Beta Regression with Censoring

Introduction

In some applications, observations very close to 0 or 1 are recorded as exactly 0 or 1 due to measurement limitations or rounding. The Beta distribution is defined on the open interval (0, 1), so exact 0s and 1s require special handling.

The Beta likelihood in pyINLA supports censoring: observations at or beyond a threshold are treated as censored rather than exact values.

Censoring Mechanism

A censoring threshold $\delta \in (0, 0.5)$ is specified:

Observations $y_i \leq \delta$ are treated as left-censored at 0
Observations $y_i \geq 1 - \delta$ are treated as right-censored at 1

For example, with $\delta = 0.05$:

y_i = \begin{cases} 0 & \text{if } y_i \leq 0.05 \\ 1 & \text{if } y_i \geq 0.95 \\ y_i & \text{otherwise} \end{cases}

Dataset

The dataset contains $n = 1000$ observations with two columns:

Column	Description	Type
`y`	Response (may include 0s and 1s)	float
`z`	Covariate (predictor variable)	float

dataset_beta_censored.csv

Download the CSV file and place it in your working directory.

Implementation in pyINLA

We fit the model using pyINLA with censoring enabled via beta.censor.value:

import pandas as pd
from pyinla import pyinla

# Load data
df = pd.read_csv('dataset_beta_censored.csv')
cens = 0.05  # censoring threshold

# Define model
model = {
    'response': 'y',
    'fixed': ['1', 'z']
}

# Control settings with censoring
control = {
    'family': {
        'beta.censor.value': cens
    }
}

# Fit the Beta regression model with censoring
result = pyinla(
    model=model,
    family='beta',
    data=df,
    control=control
)

# View posterior summaries
print(result.summary_fixed)
print(result.summary_hyperpar)

Extracting Results

The result object contains all posterior inference:

import numpy as np

# Fixed effects: posterior summaries for beta_0 and beta_1
print(result.summary_fixed)

# Extract posterior means
intercept = result.summary_fixed.loc['(Intercept)', 'mean']
slope = result.summary_fixed.loc['z', 'mean']

# Compute predicted probabilities (logit link)
eta_hat = intercept + slope * df['z'].to_numpy()
mu_hat = np.exp(eta_hat) / (1 + np.exp(eta_hat))

# Compute residuals
residuals = df['y'].to_numpy() - mu_hat

# Hyperparameters: precision phi
print(result.summary_hyperpar)

The summary_fixed DataFrame includes columns for mean, sd, 0.025quant, 0.5quant, 0.975quant, and mode.

Results and Diagnostics

The posterior summaries provide estimates for $\beta_0$, $\beta_1$, and the precision $\phi$. Censored observations (at 0 and 1) are shown separately.

Observed vs fitted mean with censored points highlighted — Observed values $y_i$ versus fitted means $\hat{\mu}_i$. Censored points (at 0 or 1) shown in red.

Residuals versus fitted mean — Residuals $y_i - \hat{\mu}_i$ versus fitted means.
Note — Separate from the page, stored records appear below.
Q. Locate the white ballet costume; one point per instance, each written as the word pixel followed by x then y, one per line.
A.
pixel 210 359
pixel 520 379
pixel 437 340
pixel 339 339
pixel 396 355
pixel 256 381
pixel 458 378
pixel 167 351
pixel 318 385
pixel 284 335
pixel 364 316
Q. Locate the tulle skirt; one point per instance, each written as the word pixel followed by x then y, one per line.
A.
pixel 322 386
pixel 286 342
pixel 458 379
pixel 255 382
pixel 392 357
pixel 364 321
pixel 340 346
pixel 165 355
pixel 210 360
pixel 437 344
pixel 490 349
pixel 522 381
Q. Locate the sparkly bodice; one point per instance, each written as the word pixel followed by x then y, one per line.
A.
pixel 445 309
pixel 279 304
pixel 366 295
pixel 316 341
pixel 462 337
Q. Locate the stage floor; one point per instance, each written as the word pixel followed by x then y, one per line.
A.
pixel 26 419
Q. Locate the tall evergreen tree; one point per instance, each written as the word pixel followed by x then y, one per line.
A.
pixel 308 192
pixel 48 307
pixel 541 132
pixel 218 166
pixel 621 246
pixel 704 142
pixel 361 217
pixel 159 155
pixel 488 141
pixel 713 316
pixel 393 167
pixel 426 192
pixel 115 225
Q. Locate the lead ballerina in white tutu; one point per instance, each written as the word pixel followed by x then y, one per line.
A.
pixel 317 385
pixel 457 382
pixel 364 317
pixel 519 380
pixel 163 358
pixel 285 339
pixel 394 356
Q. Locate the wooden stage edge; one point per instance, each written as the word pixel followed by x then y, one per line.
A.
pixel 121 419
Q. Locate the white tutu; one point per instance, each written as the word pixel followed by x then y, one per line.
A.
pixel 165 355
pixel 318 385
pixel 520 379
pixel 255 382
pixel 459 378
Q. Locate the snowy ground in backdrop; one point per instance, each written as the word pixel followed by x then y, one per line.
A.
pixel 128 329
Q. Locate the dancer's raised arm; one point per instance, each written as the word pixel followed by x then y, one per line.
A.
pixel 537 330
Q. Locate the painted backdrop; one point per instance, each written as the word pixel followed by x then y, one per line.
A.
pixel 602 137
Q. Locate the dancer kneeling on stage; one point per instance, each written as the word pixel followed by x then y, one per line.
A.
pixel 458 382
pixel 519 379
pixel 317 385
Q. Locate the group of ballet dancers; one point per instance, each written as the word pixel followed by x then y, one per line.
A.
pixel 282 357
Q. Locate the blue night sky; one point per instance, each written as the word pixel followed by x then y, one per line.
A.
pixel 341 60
Censored points shown in red.

To reproduce these figures locally, download the render_beta_plots.py script and run it alongside the CSV dataset.

Data Generation (Reference)

For reproducibility, the dataset was simulated with fixed precision $\phi = 5$:

z_i \sim \mathcal{N}(0, 0.2), \quad \eta_i = 1 + z_i, \quad \mu_i = \text{logit}^{-1}(\eta_i)

Then $y_i \sim \text{Beta}(\mu_i \phi, \phi(1-\mu_i))$ with censoring applied at $\delta = 0.05$.

True parameter values: $\beta_0 = 1$, $\phi = 5$.